Citing Planned Parenthood v. Casey in his dissent in Franchise Tax Board of California v. Hyatt, Breyer explained potential reasons that could lead to a precedent being overturned:
It is one thing to overrule a case when it “def[ies] practical workability,” when “related principles of law have so far developed as to have left the old rule no more than a remnant of abandoned doctrine,” or when “facts have so changed, or come to be seen so differently, as to have robbed the old rule of significant application or justification.”
"It is far more dangerous to overrule a decision only because five Members of a later Court come to agree with earlier dissenters on a difficult legal question," Breyer wrote. "The majority has surrendered to the temptation to overrule Hall even though it is a well reasoned decision that has caused no serious practical problems in the four decades since we decided it."
"Today’s decision can only cause one to wonder which cases the Court will overrule next," Breyer's dissent finished. "I respectfully dissent."
Several commentators on Twitter took Breyer's remarks on precedent as a "red flag" for supporters of reproductive rights who have expressed concern about the court overturning Roe v. Wade. Some specifically pointed to the line in Breyer's dissent in which he wrote about wondering "which cases the Court will overrule next."
But legal experts tell Bustle that neither the majority's decision nor Breyer's dissent point to anything particularly new or surprising.
"The conservative majority has been overruling many precedents in recent years," Maya Manian, a law professor at the University of San Francisco, tells Bustle. "This is a discussion in this dissenting opinion that could be applied across a wide range of issues, as a sort of hint towards many different legal rules that this five-justice conservative majority seems to have its sights set on."
While some on Twitter were quick to note that Breyer's dissent cited Casey, another landmark case for reproductive rights, Manian emphasizes that that doesn't necessarily tell us anything about what Breyer thinks will happen with Roe.
"[Casey] is well known for its extended discussion of the principles of stare decisis," Manian says.
Drexel University law professor David Cohen tells Bustle that "what we saw today is just the justices fighting about something they always fight about."

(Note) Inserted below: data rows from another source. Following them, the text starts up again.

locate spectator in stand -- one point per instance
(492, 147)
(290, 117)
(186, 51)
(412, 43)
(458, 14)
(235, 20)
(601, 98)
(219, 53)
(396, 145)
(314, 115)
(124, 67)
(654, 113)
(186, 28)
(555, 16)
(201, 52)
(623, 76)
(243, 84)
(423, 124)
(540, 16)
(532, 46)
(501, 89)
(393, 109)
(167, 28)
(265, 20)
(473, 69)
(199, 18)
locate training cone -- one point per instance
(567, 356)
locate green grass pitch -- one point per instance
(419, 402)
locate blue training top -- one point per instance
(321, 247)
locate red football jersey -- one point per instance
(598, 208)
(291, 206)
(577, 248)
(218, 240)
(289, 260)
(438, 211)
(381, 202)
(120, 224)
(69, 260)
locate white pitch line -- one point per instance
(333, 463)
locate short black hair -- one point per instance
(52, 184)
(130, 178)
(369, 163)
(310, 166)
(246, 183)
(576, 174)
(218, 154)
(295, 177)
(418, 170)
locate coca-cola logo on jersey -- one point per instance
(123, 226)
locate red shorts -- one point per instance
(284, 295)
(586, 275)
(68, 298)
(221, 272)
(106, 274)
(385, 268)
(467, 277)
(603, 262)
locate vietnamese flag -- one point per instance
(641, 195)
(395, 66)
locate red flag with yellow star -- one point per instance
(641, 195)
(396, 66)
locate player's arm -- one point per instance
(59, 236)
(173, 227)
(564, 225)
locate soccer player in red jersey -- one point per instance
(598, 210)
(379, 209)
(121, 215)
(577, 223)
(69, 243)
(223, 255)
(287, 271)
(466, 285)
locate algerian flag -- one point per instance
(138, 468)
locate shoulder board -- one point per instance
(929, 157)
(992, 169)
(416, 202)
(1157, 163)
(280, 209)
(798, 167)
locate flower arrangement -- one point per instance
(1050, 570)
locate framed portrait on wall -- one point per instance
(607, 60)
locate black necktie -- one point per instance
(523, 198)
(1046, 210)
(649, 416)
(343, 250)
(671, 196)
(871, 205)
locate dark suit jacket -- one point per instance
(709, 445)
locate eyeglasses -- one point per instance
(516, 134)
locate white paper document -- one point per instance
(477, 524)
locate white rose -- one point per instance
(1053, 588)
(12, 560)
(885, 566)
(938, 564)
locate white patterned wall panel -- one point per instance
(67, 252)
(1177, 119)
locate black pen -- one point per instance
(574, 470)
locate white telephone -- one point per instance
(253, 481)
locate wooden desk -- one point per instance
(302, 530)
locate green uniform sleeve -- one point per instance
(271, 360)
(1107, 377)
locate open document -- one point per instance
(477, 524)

Cohen argues that the decision about whether to overturn Roe won't come from precedent; the justices are always going back and forth on precedent and how they apply it, he suggests, depending on the case at hand and their own personal ideologies.
"It doesn't come down to law, it doesn't come down to the Supreme Ccourt always following precedent, or, more likely than not, not following precedent," Cohen says. "What it comes down to is whether or not the chief justice and Justice Kavanaugh want to overturn Roe."